According to a Wikipedia entry, in 1936, Vladimir Nabokov, then living in Berlin, began seeking a job in the English-speaking world. In 1937, Nabokov left Germany for France. His family followed him to France; they eventually settled in Paris. In May 1940, the Nabokovs fled the advancing German troops to the United States on board the SS Champlain.

In Vladimir Nabokov: The Russian Years by Brian Boyd (Princeton University Press, 2016), pg. 514, it is stated:

By late October 1939 Nabokov had settled arrangements at Stanford [University, to teach a summer course there] with [Stamford faculty member Henry] Lanz.

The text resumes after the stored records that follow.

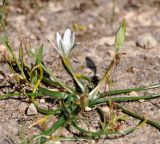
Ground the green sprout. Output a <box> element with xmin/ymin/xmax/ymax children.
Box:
<box><xmin>0</xmin><ymin>20</ymin><xmax>160</xmax><ymax>144</ymax></box>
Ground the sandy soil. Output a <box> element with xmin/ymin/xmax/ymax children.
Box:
<box><xmin>0</xmin><ymin>0</ymin><xmax>160</xmax><ymax>144</ymax></box>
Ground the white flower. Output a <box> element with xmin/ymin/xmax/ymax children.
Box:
<box><xmin>50</xmin><ymin>29</ymin><xmax>76</xmax><ymax>57</ymax></box>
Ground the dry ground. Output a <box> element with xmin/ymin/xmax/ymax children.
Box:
<box><xmin>0</xmin><ymin>0</ymin><xmax>160</xmax><ymax>144</ymax></box>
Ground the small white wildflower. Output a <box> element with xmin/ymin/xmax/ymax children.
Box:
<box><xmin>50</xmin><ymin>29</ymin><xmax>76</xmax><ymax>57</ymax></box>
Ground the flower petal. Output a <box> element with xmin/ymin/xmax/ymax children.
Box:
<box><xmin>56</xmin><ymin>32</ymin><xmax>62</xmax><ymax>45</ymax></box>
<box><xmin>56</xmin><ymin>32</ymin><xmax>64</xmax><ymax>55</ymax></box>
<box><xmin>63</xmin><ymin>29</ymin><xmax>72</xmax><ymax>52</ymax></box>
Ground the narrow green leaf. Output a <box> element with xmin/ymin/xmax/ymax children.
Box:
<box><xmin>115</xmin><ymin>19</ymin><xmax>126</xmax><ymax>54</ymax></box>
<box><xmin>89</xmin><ymin>93</ymin><xmax>160</xmax><ymax>107</ymax></box>
<box><xmin>99</xmin><ymin>84</ymin><xmax>160</xmax><ymax>98</ymax></box>
<box><xmin>38</xmin><ymin>87</ymin><xmax>72</xmax><ymax>99</ymax></box>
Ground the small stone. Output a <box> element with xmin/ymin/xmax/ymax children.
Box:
<box><xmin>129</xmin><ymin>91</ymin><xmax>138</xmax><ymax>96</ymax></box>
<box><xmin>98</xmin><ymin>36</ymin><xmax>115</xmax><ymax>46</ymax></box>
<box><xmin>136</xmin><ymin>34</ymin><xmax>157</xmax><ymax>49</ymax></box>
<box><xmin>27</xmin><ymin>103</ymin><xmax>38</xmax><ymax>116</ymax></box>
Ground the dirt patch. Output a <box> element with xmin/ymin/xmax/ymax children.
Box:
<box><xmin>0</xmin><ymin>0</ymin><xmax>160</xmax><ymax>144</ymax></box>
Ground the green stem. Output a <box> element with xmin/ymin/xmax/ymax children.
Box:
<box><xmin>89</xmin><ymin>93</ymin><xmax>160</xmax><ymax>107</ymax></box>
<box><xmin>89</xmin><ymin>54</ymin><xmax>119</xmax><ymax>99</ymax></box>
<box><xmin>62</xmin><ymin>58</ymin><xmax>85</xmax><ymax>92</ymax></box>
<box><xmin>98</xmin><ymin>84</ymin><xmax>160</xmax><ymax>98</ymax></box>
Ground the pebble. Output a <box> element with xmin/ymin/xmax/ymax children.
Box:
<box><xmin>98</xmin><ymin>36</ymin><xmax>115</xmax><ymax>46</ymax></box>
<box><xmin>136</xmin><ymin>33</ymin><xmax>157</xmax><ymax>49</ymax></box>
<box><xmin>129</xmin><ymin>91</ymin><xmax>138</xmax><ymax>96</ymax></box>
<box><xmin>107</xmin><ymin>50</ymin><xmax>115</xmax><ymax>58</ymax></box>
<box><xmin>27</xmin><ymin>103</ymin><xmax>38</xmax><ymax>116</ymax></box>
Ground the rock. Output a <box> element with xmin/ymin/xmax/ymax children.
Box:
<box><xmin>27</xmin><ymin>103</ymin><xmax>38</xmax><ymax>116</ymax></box>
<box><xmin>129</xmin><ymin>91</ymin><xmax>138</xmax><ymax>96</ymax></box>
<box><xmin>98</xmin><ymin>36</ymin><xmax>115</xmax><ymax>46</ymax></box>
<box><xmin>136</xmin><ymin>34</ymin><xmax>157</xmax><ymax>49</ymax></box>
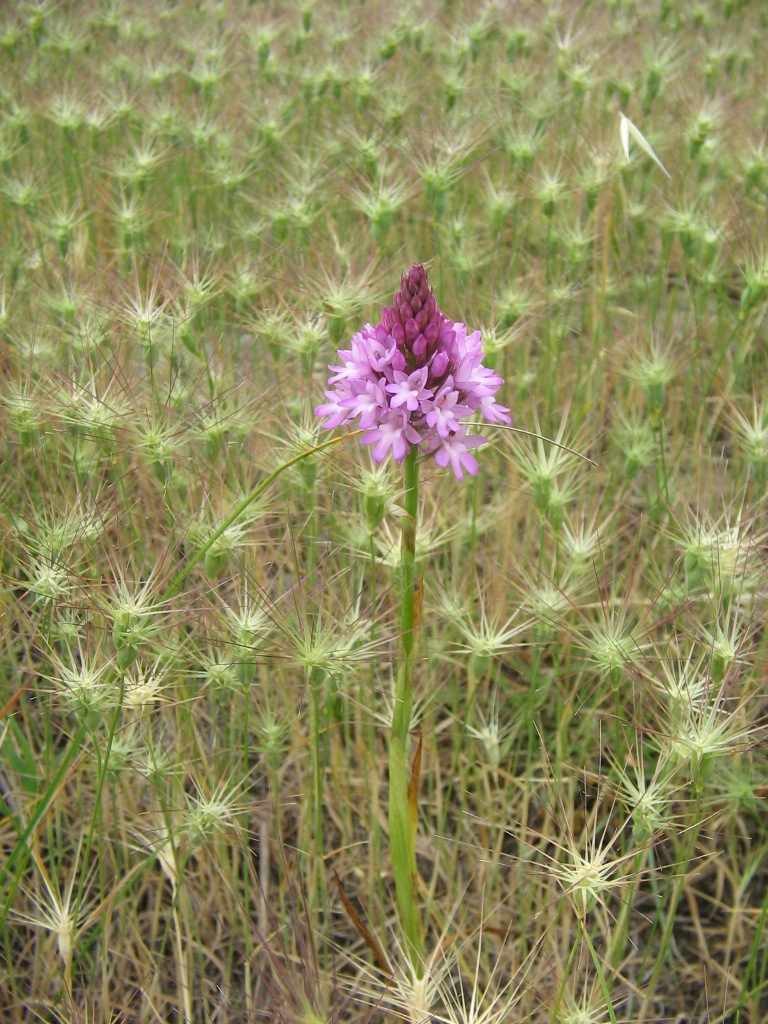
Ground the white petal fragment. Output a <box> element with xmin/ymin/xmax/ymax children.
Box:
<box><xmin>618</xmin><ymin>112</ymin><xmax>672</xmax><ymax>178</ymax></box>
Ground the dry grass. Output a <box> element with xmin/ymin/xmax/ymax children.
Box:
<box><xmin>0</xmin><ymin>0</ymin><xmax>768</xmax><ymax>1024</ymax></box>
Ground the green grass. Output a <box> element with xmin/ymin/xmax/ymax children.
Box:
<box><xmin>0</xmin><ymin>0</ymin><xmax>768</xmax><ymax>1024</ymax></box>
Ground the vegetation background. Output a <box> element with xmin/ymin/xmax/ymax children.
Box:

Now ready to apply for a visa, he sought affidavits from eminent Russians in America: the artist Mstislav Dobuzhinsky, the sociologist Pitirim Sorokin, and his friend the historian Mikhail Karpovich, who appears to have put him in touch with Alexandra Tolstoy, the novelist’s daughter. Head of the newly established Tolstoy Foundation, which looked after the interests of Russian émigrés in America, Alexandra Tolstoy secured an affidavit for Nabokov from Sergey Koussevitzky, the longtime conductor of the Boston Symphony Orchestra.

Nabokov became an American citizen in 1945.

All of this is of interest, since Pitirim A. Sorokin had close, extensive contacts with the Russian émigré community. Sergey Koussevitzky was a lifelong friend of Sorokin and his wife Elena.

It would be interesting to know if there exists correspondence between Sorokin and Nabokov.